Девушка просительно сложила руки и очаровательно улыбнулась.

— Поздравляю, — буркнул Тошкин. — Вас еще вызовут. Оставьте свои координаты.

— Да все там же. Пока на квартиру не заработали. Только учтите, жених мой ревнивый, просто ужас.

Давненько Тошкина не обольщали прямо в рабочем кабинете. Было чем гордиться. Но объект — немытые волосы, кривые зубы, плотный одуряющий запах из-под мышек и размалеванные глаза. Без противочумного костюма к этой даме и подходить было страшно. Как бы Гена там не заразил весь следственный изолятор чесоткой… Последней каплей рабочего дня стал звонок мамы.

— Доигрался? — зловеще спросила она. — Тебя же просили, Дима. Разве можно быть таким черствым? Вот у нас сейчас Людочка. Что мне ей сказать? Что наша семья не без урода? Которому на все наплевать.

— Во сколько он был дома? Спроси у нее, во сколько он был дома.

По ту сторону провода обнаружилось замешательство, для Евгении Сергеевны непредвиденное. То есть Тошкин явственно услышал, как она громко расспрашивала Людочку, но та вместо четкого, конкретного ответа стала что-то долго и нудно объяснять.

— Серега говорит, что в восемь. А Люды не было. Ну, у нас нет повода не доверять мальчику, не так ли?

— А Людочке?

Мама прикрыла трубку рукой и проникновенно прошептала:

— Она нам не кровная родственница. Ты понял?

Это был карт-бланш, выданный для растерзания невестки. Дима не верил в причастность Гены. Такую дуру, как давешняя девица, очень трудно было даже придумать, не то что подговорить. Тошкин устало вздохнул.

— Он собирается на ней жениться! — обиженно повторил Яша.

— Да, — сказал Дима. — Мы уделяли ей мало внимания.

— Да я все ночи напролет только и делал, что уделял ей внимание! — разразился Яша. — Никогда бы не подумал, что у нее останутся силы на такие глупости!

— Это когда я болел? Когда ты пичкал меня снотворным? Так, значит, в ванной — это не случайность? — Дима побагровел, сжал кулаки и был совершенно не прочь присоединиться к Гене, потому что еще минута — и Карфаген был бы разрушен.

Но тут сработала Яшина интуиция, основанная на чувстве самосохранения. Как говорил сам Яша, единственной ценности всего еврейского народа.
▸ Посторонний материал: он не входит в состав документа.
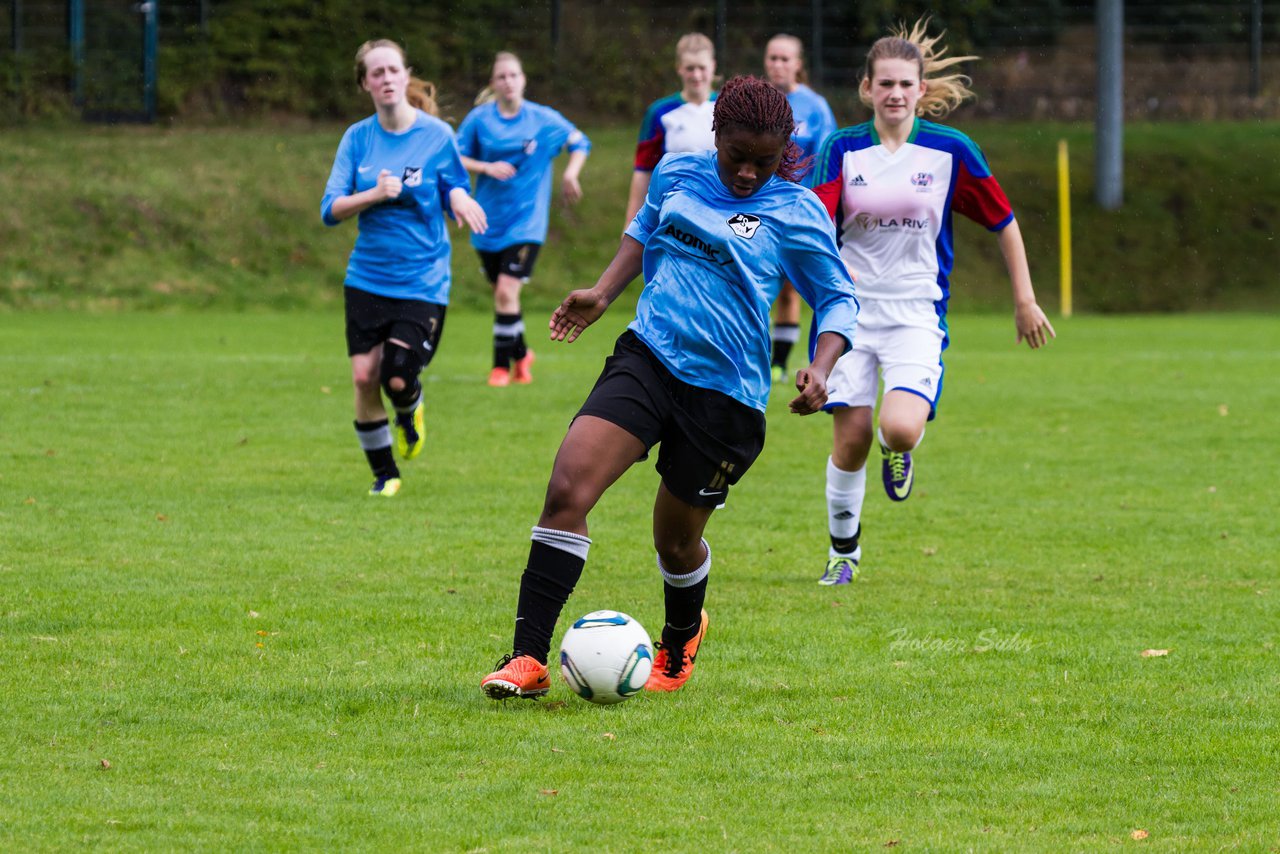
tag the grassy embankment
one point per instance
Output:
(142, 218)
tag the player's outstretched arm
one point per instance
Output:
(583, 307)
(1028, 316)
(467, 210)
(812, 380)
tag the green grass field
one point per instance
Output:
(196, 593)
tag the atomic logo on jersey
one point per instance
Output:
(744, 224)
(698, 245)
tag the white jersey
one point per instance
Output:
(892, 210)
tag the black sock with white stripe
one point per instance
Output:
(684, 597)
(556, 561)
(375, 438)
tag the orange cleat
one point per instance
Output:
(519, 676)
(522, 374)
(672, 667)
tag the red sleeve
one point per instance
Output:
(981, 200)
(649, 151)
(830, 195)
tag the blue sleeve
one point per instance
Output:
(469, 142)
(342, 177)
(812, 263)
(565, 135)
(828, 122)
(452, 173)
(645, 222)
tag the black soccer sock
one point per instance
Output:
(556, 561)
(785, 336)
(846, 544)
(519, 350)
(506, 333)
(684, 597)
(375, 438)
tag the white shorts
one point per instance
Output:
(900, 339)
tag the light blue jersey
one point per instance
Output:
(814, 123)
(517, 208)
(403, 249)
(713, 264)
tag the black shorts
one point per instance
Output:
(516, 261)
(373, 319)
(708, 439)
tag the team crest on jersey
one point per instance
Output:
(744, 224)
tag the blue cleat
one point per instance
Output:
(384, 487)
(841, 569)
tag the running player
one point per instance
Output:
(784, 65)
(891, 186)
(510, 144)
(718, 233)
(680, 122)
(400, 170)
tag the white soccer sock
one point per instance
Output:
(845, 494)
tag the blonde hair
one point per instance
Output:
(420, 94)
(487, 94)
(801, 73)
(694, 42)
(941, 94)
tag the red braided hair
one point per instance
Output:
(753, 104)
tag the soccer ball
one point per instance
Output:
(606, 657)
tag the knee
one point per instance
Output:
(901, 434)
(365, 379)
(566, 502)
(680, 553)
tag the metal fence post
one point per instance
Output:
(1109, 185)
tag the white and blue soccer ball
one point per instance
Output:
(606, 657)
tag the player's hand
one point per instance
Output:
(1033, 325)
(499, 170)
(388, 185)
(571, 190)
(579, 310)
(469, 211)
(812, 384)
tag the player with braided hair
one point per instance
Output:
(892, 186)
(718, 233)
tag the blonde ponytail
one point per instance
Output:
(942, 94)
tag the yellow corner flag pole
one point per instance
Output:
(1064, 219)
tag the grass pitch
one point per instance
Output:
(210, 638)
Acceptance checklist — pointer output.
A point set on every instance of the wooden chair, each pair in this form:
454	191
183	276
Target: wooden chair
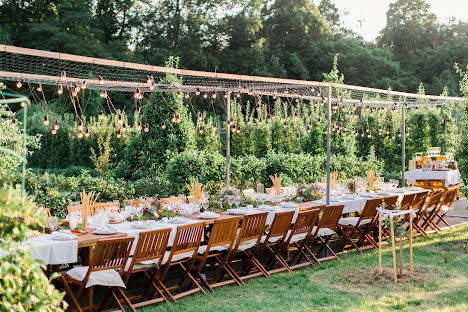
446	205
183	251
390	202
219	248
326	227
363	224
429	209
147	258
418	205
105	269
247	242
299	237
273	241
248	193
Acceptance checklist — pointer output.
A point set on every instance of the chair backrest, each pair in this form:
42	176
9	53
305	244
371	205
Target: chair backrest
450	196
407	201
390	202
188	238
151	245
419	200
305	222
330	217
248	193
111	254
370	208
252	227
280	225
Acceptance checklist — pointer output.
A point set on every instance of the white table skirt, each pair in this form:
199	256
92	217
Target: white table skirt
53	251
451	177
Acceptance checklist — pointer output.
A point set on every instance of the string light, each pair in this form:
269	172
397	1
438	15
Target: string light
19	84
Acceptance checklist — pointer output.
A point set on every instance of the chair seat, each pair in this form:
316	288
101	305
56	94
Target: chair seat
103	278
352	221
202	249
177	257
271	239
323	231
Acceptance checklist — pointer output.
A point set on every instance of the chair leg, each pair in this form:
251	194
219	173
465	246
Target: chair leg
70	294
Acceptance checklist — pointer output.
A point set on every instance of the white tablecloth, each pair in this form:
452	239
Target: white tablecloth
451	177
53	251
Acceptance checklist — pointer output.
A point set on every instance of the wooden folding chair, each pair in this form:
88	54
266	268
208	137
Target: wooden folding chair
219	248
147	258
183	251
105	269
363	224
247	242
446	205
429	209
299	237
274	239
326	227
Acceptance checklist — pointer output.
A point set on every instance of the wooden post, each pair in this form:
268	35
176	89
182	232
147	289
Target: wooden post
392	232
411	242
380	243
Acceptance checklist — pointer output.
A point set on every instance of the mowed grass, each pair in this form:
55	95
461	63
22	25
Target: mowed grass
439	283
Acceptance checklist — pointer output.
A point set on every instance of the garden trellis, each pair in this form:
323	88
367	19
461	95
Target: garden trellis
69	72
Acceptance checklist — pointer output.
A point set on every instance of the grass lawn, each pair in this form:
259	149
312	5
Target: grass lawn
439	283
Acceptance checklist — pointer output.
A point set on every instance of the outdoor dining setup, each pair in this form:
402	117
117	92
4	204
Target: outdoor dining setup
133	252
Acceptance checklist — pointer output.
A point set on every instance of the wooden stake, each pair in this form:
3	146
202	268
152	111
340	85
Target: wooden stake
411	242
392	232
380	243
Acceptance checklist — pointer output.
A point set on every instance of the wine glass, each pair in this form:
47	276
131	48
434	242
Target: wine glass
139	212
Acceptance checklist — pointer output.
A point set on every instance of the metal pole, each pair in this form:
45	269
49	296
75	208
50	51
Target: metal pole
228	138
328	142
403	132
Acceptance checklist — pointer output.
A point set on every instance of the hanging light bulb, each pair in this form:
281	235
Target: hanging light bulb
80	125
19	84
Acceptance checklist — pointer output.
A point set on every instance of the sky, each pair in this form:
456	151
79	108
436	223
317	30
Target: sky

— Ша, Дима! Я тебе что, грех в трусах? И если у меня была свободная минутка для голого дела, так почему бы мне проводить ее в твоем доме? Чем ты слушаешь? Нет, моя мама права, все гои — страшные развратники. Как можно жениться на замужней женщине? Я тебе о бабушке, а ты мне про что?

— Про то, — буркнул Дима. — Ты Аньку покормил? — Обычно эта тема их примиряла. — Ладно, не сердись. Просто в нашем доме слишком много женщин.

— А теперь нас будет поровну. Федор хочет жениться на Аглаиде Карповне. И если она подарит кому-то квартиру, то жить, как я понимаю, они будут у нас. То есть у вас. Вот. — Он протянул Тошкину немного промасленное письмецо: Аглаида Карповна то ли случайно, то ли сознательно оставила его на Яшином столе.

— Ты сам-то читал? — спросил Тошкин, быстро проглядев записку. — Ты давно Федора видел? Он что, с тех пор спился? Перенес менингит с необратимыми для мозга последствиями? Или ему в очередной разборке просто выровняли извилины? Это же детский лепет. И почерк первоклассника!

— Я, между прочим, тоже так пишу. Не у всех есть практика. Не всем повезло упражняться в словесных портретах убиенных лиц.

— Ладно почерк. Но текст! Но аргументы! Ты бы с такими словами лез жениться? К нашей бабушке? Она-то уж точно не дура.

— Раздела меня как мальчика, — пожаловался Яша. — Не дура, но женщина.

Хорошо, что их диалог не слышала Надя. Сейчас бы Яша получил все звания и регалии. И здорово, если бы она отказалась от физической расправы. Тошкин снова устало вздохнул.

— А еще есть фотография. Вот. И там точно Федор. В моих штанах, между прочим, и без рубашки. Нас чуть в милицию тогда не пригребли. Фраер дешевый. Ну, думай, прокурор. Думай. Как стелиться, как умываться будем. Как за свет, за газ платить. Этот аферист быстро нас всех построит. Еще и Анну плохому научит. — Яша не на шутку встревожился и зашагал по комнате.

— А рядом с ним? Кто отрезан?

— Катя, — буркнул Яша. — Мы с ней тогда были. Тоже идиот, бабка сама их и снимала. А с памятью у нее — шоб ты так на пенсии ничего не помнил, как она сейчас притворяется.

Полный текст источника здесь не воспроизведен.